• Relativist
    3.2k
    I agree with everything you said, which is why I embrace naturalism/physicalism. But the one thing that gives me pause are qualia. Consistent with physicalism, they are representitive states - they represent something that facilitates pro-survival behaviors. This counters claims that they are epiphenomenol. But what resists a physicalist account is the nature of the experience: for example, the sense of pain.

    If the pain sensation exists only in the mind, then it is, in sense, an illusion with a representational character (not epiphenomenal). There needn't be a reason for the sensation to be what it is beyond the fact that it evolved this way because of random mutations that happened to have a positive impact on survival. But the problem remains as to how the firing of neurons creates this sense of pain.

    I don't suggest this is a fatal flaw, but it opens the door to considering alternatives. But my problem with (for example) @Wayfarer's claims is that he only tears down the physicalist account, by suggesting the explanatory gap thoroughly falsifies physicalism. Then he offers no better alternative, so he's simply creating a much larger explanatory gap.
  • Relativist
    3.2k
    It accounts for everything known to exist in the universe, except possibly dark matter and dark energy.
    — Relativist

    And numbers.
    Wayfarer
    So you embrace a the platonic principle that (at least some) abstractions have objective existence that is independent of the objects that exhibit them. On the other hand, and as you know, I see no reason to believe such things. Immanent universals are considerably more parsimonious.

    Explain the ontological relationship between a cluster of two protons (in the nucleus ofva helium atom) and the number 2.
  • Relativist
    3.2k
    Yours does entail contradiction, that's the point, just like my example. Please explain how you think the two differMetaphysician Undercover
    There are good reasons to believe JFK was killed by a single person, acting alone.

    There are good reasons to believe more than one person was involved in the killing of JFK

    These assertions are not contradictory. They can both be true.
  • Metaphysician Undercover
    14.2k

    The problem though, is in your statement that physicalism is the best ontology and the one you believe in . And physicalism explicitly excludes the possibility of the nonphysical. In the JFK example you are not claiming that one is better than the other, and the one you believe in.

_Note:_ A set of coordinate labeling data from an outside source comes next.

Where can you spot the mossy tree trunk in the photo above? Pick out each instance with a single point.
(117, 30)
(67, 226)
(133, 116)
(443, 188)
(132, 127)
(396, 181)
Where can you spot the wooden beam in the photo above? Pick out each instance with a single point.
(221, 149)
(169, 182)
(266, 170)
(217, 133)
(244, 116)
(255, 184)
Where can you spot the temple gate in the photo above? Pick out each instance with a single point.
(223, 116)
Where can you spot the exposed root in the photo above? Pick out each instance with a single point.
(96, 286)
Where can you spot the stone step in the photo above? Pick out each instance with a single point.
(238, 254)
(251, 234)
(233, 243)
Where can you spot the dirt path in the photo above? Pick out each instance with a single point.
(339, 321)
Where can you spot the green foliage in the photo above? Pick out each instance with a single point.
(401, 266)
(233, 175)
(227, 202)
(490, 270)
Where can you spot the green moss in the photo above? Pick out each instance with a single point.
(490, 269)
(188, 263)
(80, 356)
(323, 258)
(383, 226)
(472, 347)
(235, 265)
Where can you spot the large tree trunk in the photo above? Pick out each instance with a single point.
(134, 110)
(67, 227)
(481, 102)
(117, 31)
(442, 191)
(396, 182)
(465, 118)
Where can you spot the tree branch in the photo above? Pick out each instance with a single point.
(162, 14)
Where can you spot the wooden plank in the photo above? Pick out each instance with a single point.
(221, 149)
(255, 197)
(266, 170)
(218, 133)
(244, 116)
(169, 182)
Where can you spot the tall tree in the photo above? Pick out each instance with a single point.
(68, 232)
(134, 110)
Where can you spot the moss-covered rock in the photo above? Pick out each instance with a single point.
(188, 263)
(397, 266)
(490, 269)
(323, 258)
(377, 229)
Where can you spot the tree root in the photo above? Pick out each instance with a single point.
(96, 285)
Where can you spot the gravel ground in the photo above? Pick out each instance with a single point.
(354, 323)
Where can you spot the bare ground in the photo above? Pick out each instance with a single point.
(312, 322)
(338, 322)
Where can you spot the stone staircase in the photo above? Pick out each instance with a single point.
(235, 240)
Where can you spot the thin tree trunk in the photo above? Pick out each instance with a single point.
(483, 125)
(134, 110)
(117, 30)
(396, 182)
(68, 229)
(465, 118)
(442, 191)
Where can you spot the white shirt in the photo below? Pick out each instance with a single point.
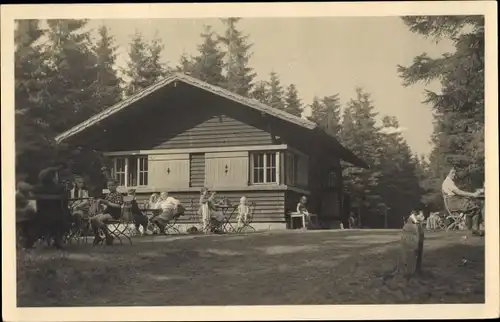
(449, 187)
(169, 203)
(82, 193)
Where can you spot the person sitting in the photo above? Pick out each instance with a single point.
(170, 208)
(207, 210)
(302, 209)
(25, 214)
(243, 212)
(462, 201)
(140, 219)
(112, 203)
(79, 208)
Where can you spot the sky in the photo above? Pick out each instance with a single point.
(321, 56)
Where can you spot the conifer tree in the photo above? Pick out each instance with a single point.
(33, 134)
(276, 92)
(293, 104)
(72, 74)
(360, 134)
(260, 92)
(207, 65)
(144, 67)
(327, 113)
(458, 138)
(239, 76)
(186, 64)
(109, 91)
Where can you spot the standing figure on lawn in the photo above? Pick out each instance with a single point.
(459, 200)
(112, 203)
(53, 218)
(25, 215)
(302, 209)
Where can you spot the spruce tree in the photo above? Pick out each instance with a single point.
(109, 91)
(33, 135)
(207, 65)
(239, 76)
(260, 92)
(458, 138)
(276, 92)
(72, 74)
(293, 104)
(360, 134)
(327, 113)
(144, 67)
(399, 184)
(186, 64)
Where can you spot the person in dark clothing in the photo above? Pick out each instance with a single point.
(140, 219)
(113, 203)
(53, 218)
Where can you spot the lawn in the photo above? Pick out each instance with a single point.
(269, 268)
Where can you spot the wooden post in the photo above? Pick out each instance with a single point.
(412, 246)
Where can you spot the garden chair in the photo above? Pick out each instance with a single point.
(303, 217)
(454, 218)
(248, 222)
(171, 226)
(120, 228)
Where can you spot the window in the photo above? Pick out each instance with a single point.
(264, 167)
(332, 179)
(291, 168)
(131, 171)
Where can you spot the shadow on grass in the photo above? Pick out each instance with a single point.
(242, 272)
(444, 279)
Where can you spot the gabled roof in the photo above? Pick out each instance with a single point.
(193, 82)
(251, 103)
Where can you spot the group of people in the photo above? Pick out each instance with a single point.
(471, 204)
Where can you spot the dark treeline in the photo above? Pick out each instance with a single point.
(63, 76)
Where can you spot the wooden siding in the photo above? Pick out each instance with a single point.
(169, 171)
(197, 170)
(226, 169)
(270, 205)
(217, 131)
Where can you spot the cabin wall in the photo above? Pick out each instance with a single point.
(217, 130)
(270, 205)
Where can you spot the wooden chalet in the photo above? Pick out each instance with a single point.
(181, 134)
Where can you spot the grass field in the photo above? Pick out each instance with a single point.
(270, 268)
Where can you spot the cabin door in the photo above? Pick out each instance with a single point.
(330, 205)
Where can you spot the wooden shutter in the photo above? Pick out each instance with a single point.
(303, 170)
(169, 171)
(226, 169)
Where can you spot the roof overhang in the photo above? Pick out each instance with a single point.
(171, 80)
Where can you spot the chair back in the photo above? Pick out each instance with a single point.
(126, 209)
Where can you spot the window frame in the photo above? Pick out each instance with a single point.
(265, 168)
(292, 167)
(141, 160)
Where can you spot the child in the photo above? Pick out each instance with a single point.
(206, 201)
(170, 208)
(139, 218)
(302, 209)
(243, 212)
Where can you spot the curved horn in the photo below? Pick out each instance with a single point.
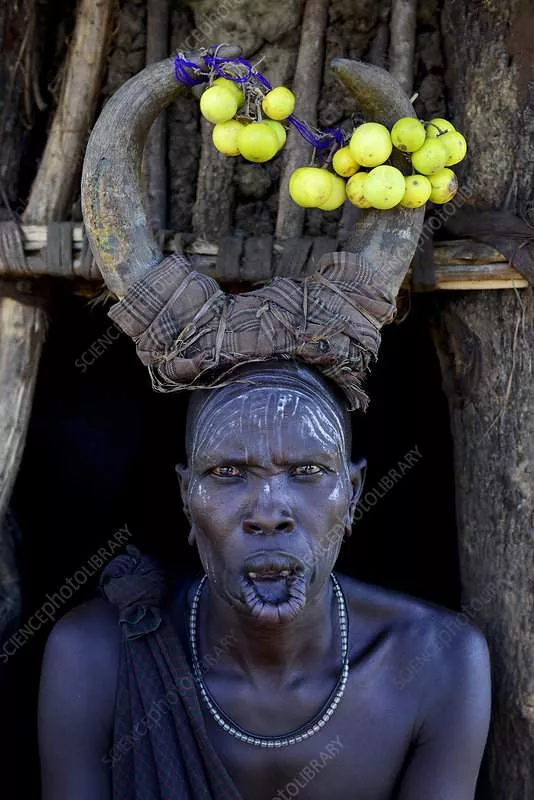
(112, 188)
(387, 239)
(112, 192)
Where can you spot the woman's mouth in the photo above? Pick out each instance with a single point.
(274, 592)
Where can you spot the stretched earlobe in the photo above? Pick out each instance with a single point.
(184, 474)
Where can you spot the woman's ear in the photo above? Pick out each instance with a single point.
(357, 476)
(184, 475)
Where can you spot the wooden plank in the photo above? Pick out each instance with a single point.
(465, 250)
(460, 265)
(257, 259)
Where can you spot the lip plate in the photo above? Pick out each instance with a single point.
(270, 563)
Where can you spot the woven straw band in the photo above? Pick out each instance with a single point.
(190, 333)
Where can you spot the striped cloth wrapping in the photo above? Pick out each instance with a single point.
(190, 333)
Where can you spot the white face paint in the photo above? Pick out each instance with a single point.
(260, 420)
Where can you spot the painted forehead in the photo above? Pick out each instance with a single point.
(259, 420)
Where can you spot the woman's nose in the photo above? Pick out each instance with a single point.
(266, 522)
(269, 514)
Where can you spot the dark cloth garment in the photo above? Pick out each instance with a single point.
(161, 750)
(190, 333)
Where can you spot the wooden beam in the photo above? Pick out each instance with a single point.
(307, 89)
(157, 47)
(460, 265)
(23, 324)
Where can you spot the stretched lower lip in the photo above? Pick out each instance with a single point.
(272, 565)
(270, 575)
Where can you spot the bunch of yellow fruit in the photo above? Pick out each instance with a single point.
(432, 148)
(235, 134)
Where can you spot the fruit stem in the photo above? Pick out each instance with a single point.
(439, 130)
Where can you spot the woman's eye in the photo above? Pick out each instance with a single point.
(307, 469)
(225, 472)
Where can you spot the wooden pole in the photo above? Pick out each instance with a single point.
(307, 88)
(402, 42)
(23, 324)
(485, 341)
(157, 43)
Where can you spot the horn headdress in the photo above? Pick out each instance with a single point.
(187, 330)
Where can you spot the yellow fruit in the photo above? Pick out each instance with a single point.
(430, 158)
(338, 195)
(279, 103)
(354, 189)
(343, 162)
(226, 83)
(279, 130)
(218, 104)
(444, 186)
(417, 191)
(370, 144)
(310, 187)
(384, 187)
(225, 137)
(257, 142)
(437, 126)
(408, 134)
(455, 145)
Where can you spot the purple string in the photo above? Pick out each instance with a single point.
(180, 65)
(320, 142)
(216, 63)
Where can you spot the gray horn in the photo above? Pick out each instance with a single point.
(112, 190)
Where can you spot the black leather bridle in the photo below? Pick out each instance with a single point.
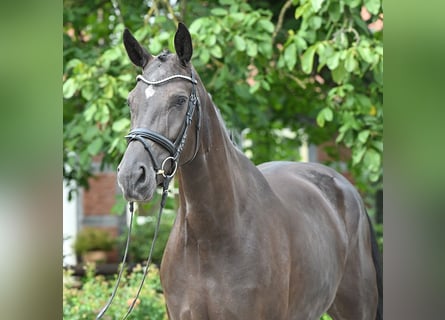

    To make the JFK example comparable, you'd have to chose one as the best explanation, as the one you believe, then also claim that there is good reason to believe the other. For example, the best explanation, and the one I believe in, is a single person acting alone, however there is good reason to believe in more than one person.

    Once you chose one, as the one that you believe in, you cannot claim that there is good reason to believe the other, without contradicting your own belief. So you cannot believe in physicalism yet also believe that there is good reason to believe in the nonphysical without self-contradicting.

    I suggest you adjust your claim to "it is possible that physicalism is the best ontology". This would be recognition of your uncertainty in the matter, just like your JFK example indicates uncertainty.